We propose that the stochastic component of matter distribution in the universe may cause the apparent intensity fluctuation of radiation sources at cosmological distance. This phenomenon is in fact due to the gravitational lensing effect of random matter distribution and is referred to as gravitational optical scintillation. Using Maxwell equation in a linearly perturbed universe, we formulate this effect in terms of a scattering process by the gravitational potential. The anisotropy correlation function of light intensity fluctuation is obtained. It is then applied to study the temperature pattern of cosmic background radiation. We find that the gravitational optical scintillation gives a significant contribution to the anisotropy of CBR temperature fluctuation after the decoupling era and dominates on a scale of arc minutes. Numerical results are presented based on a variety of galaxy formation models.
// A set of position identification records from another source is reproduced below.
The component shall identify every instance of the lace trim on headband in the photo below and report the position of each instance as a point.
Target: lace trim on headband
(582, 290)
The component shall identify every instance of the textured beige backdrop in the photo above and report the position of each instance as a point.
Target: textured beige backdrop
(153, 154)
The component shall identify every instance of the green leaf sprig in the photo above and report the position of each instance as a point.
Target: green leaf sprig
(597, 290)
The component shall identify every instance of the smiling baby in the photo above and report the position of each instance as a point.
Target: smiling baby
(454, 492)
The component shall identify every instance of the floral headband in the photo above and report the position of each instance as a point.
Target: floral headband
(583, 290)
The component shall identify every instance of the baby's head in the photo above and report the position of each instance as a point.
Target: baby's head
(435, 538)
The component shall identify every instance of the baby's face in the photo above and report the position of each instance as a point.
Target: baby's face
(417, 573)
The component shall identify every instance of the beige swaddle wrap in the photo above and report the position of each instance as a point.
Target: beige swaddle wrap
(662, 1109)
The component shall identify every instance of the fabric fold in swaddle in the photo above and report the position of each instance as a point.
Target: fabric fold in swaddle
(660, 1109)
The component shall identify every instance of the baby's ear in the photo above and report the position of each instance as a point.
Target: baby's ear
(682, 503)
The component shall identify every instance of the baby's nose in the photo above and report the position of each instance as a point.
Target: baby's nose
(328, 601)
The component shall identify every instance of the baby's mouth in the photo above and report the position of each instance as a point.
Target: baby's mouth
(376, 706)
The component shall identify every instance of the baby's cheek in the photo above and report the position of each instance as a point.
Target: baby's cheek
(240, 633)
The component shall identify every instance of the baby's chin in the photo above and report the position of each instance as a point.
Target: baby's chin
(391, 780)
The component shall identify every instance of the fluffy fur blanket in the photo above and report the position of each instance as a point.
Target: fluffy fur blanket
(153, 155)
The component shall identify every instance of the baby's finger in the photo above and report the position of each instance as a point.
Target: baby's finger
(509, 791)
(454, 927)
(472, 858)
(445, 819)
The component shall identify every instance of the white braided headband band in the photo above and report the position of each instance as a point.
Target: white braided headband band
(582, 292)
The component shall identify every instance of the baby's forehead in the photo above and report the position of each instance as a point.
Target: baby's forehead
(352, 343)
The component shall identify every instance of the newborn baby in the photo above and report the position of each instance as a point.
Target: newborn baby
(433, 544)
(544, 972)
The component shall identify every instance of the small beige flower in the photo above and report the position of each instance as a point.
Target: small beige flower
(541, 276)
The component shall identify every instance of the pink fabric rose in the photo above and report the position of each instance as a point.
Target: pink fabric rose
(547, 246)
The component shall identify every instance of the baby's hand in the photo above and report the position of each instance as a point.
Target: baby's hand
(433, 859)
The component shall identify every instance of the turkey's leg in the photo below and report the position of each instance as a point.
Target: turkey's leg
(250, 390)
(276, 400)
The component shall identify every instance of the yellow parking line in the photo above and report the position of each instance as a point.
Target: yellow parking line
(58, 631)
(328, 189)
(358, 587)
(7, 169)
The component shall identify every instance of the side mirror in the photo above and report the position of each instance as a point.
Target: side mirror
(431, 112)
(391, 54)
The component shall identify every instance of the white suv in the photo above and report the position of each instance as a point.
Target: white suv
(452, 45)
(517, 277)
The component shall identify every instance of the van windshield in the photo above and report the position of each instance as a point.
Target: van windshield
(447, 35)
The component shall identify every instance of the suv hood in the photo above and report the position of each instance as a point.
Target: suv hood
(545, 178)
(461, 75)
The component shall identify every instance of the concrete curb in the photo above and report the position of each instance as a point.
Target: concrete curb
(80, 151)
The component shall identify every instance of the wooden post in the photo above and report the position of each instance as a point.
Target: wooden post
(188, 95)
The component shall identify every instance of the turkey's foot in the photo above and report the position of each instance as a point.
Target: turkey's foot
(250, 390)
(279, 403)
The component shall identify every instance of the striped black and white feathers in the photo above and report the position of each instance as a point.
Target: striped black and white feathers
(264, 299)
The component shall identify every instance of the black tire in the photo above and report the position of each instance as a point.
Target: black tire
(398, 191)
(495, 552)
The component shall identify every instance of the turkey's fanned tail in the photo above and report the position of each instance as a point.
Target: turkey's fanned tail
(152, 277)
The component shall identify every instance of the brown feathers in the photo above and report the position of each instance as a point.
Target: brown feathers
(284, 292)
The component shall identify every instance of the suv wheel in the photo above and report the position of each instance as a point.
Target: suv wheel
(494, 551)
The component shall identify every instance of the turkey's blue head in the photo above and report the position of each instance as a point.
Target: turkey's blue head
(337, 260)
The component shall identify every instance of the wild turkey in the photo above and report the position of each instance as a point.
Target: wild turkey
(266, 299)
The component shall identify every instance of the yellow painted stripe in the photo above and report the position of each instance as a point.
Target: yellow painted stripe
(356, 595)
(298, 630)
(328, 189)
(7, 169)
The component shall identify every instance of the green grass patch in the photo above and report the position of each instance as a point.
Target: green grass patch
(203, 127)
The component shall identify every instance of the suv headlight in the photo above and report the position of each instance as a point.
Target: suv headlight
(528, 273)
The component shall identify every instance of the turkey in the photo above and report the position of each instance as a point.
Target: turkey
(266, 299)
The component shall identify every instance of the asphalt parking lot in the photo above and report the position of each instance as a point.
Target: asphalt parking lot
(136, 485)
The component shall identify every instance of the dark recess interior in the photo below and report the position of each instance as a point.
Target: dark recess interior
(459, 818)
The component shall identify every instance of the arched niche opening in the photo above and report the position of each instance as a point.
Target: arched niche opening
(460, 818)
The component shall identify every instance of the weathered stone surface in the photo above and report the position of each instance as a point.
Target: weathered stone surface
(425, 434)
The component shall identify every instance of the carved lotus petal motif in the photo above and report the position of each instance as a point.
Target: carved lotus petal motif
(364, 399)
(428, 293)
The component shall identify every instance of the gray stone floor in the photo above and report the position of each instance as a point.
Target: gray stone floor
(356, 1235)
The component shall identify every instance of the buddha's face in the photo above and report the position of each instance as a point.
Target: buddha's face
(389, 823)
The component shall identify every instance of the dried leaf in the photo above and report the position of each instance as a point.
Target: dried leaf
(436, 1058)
The rersults show that hot dark matter, adiabatic or isocurvature cold dark matter, and baryonic models with OMEGA = 1 are incompatible with the upper limit of CBR anisotropy given by recent observations. The anisotropy of CBR temperature fluctuation due to gravitational optical scintillation places a stringent constraint on galaxy formation models and serves as an indicator of the matter distribution in universe. As a result, we conclude that in the flat Einstein-de Sitter universe predicted strongly by the inflationary scenario, the luminous and underlying dark matter might have different distributions, namely, the luminous objects are inhomogeneous as observed today, while the dark matter has a smooth density distribution.